Some may say, "You're just picking out isolated examples. There not representative."
Good idea! Let's look at some larger facts. In 2002, the American Enterprise Institute conducted a poll of several campuses' professors to determine their party affiliation. Those registered with Democrat, Green, or Working Families Parties were classified as liberal, while those registered with Republican or Libertarian Parties were classified as conservative. Professors were also categorized by department. What were the results?
At the University of Colorado, a Republican state, 94 percent of liberal arts professors were liberal. Four percent were conservative. Of their 85 registered English professors, none were conservative. One out of 39 registered history professors was a conservative. Two out of 28 were conservative in political science.
University of North Carolina: 91 to 9 percent liberal. Even in a state that kept Jesse Helms in office, Republicans are a fringe group amongst college faculty.
University of New Mexico: 89 percent Democrat, 7 percent Republican, 4 percent Green.

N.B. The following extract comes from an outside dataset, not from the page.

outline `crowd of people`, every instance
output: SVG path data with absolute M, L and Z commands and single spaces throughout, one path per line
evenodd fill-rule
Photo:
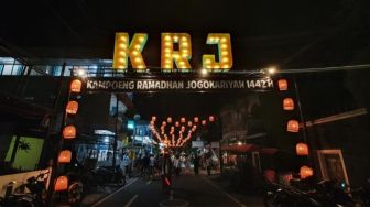
M 155 177 L 164 173 L 164 159 L 162 153 L 144 152 L 137 154 L 134 157 L 130 157 L 128 153 L 124 153 L 120 161 L 120 168 L 128 177 Z M 176 176 L 193 173 L 198 175 L 199 168 L 205 168 L 207 174 L 210 175 L 215 165 L 208 154 L 172 153 L 168 159 L 171 160 L 171 173 Z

Ten out of 200 professors were conservative, but zero in political science, history and journalism, and one each in sociology, English, women's studies and African-American studies. The rest were in the hard sciences.

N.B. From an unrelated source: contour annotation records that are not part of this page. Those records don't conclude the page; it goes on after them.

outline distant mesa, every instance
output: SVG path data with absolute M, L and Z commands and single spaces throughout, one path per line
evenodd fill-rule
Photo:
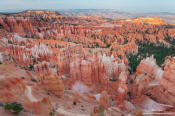
M 26 10 L 23 13 L 28 13 L 28 14 L 56 14 L 56 15 L 61 15 L 59 12 L 56 12 L 56 11 L 46 11 L 46 10 Z
M 61 15 L 57 11 L 49 11 L 49 10 L 26 10 L 22 12 L 15 12 L 15 13 L 0 13 L 0 15 Z
M 120 22 L 145 23 L 145 24 L 152 24 L 152 25 L 167 25 L 167 23 L 159 17 L 139 17 L 135 19 L 120 20 Z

Stanford has a reputation as being more conservative. There seems to be some truth to that. A whopping 11 percent of professors were conservative.

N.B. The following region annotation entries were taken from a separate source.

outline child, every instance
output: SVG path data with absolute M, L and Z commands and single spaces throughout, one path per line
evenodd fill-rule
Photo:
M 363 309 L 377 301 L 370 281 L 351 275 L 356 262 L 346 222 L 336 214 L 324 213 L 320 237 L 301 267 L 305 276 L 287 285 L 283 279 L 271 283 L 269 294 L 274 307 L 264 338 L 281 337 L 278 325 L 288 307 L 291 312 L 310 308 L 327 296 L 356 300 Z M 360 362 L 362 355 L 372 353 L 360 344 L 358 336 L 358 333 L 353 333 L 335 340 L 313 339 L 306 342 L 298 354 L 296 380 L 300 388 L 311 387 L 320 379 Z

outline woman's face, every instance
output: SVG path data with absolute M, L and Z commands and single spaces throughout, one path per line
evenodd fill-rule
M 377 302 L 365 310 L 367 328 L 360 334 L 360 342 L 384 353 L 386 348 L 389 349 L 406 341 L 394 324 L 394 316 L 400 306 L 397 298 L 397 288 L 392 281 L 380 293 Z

This trend continues, but should we be surprised? No. Everyone seems to understand that if a school is funded by the Catholic Church, then it will feature Catholic teachers promoting Catholicism. Should we then be surprised, that if a school is publicly funded, it will be taught by liberal elitists? Of course not.
Why are professors so left wing? Liberals might say that it's because they're smarter than conservatives. Dinesh D'Souza, academia watchdog and author of "Illiberal Education," offers a better explanation:
"Conservatives tend to go into business because they care more about money; liberals tend to go into the academy because they care more about power ... conservatives are practical people - they emphasize what works - liberals are theoretical people - they emphasize what ought to work."
This holds scary implications. Except within hard sciences there's no penalty for a bad idea. Marxists can teach Marxism without anything in the real world to serve as a check on its legitimization as a science.
While universities boast diversity in superficial areas like skin color, they demand a homogenous culture in ideology.
We can post incidences of liberalism from professors or textbooks on www.NoIndoctrination.org. Or we can be spoon-fed Noam Chomsky, anti-globalization, radical feminism, environmentalism, revisionist history, Keynesianism and anti-Americanism.
- Sukhmani Singh Khalsa can be reached at sukhmanisingh@yahoo.com
This is a fine catch, LL...our thanks.
There a reason why Mr. Helms wanted to build a fence around the University. I know of one faculty member who was conservative while I was there. He didn't have tenure, so he wouldn't tell us his name or department. Unfortunately, since I don't know his name or department, I don't know if he's still around...
MD
Someone must have forgotten to tell this to the administrators and faculty at the vast majority of so-called "Catholic" institutions.
The only 'reality check' on Marxism and other false ideologies comes a few years after their revolutions are consolidated. Too late by then, of course.
While universities boast diversity in superficial areas like skin color, they demand a homogenous culture in ideology.
This 'diversity' movement is really a rush toward conformity. It relies on the old Marxist principle that 'we know what needs to be done. The only problem is to incite the masses in the proper direction.' There is truly no place for honest debate within liberalism or traditional Marxism. The fact that profs talk about using universities as political power bases demonstrates the liberal's abandonment of objectivity and intellectual respectibility for ideology-mongering.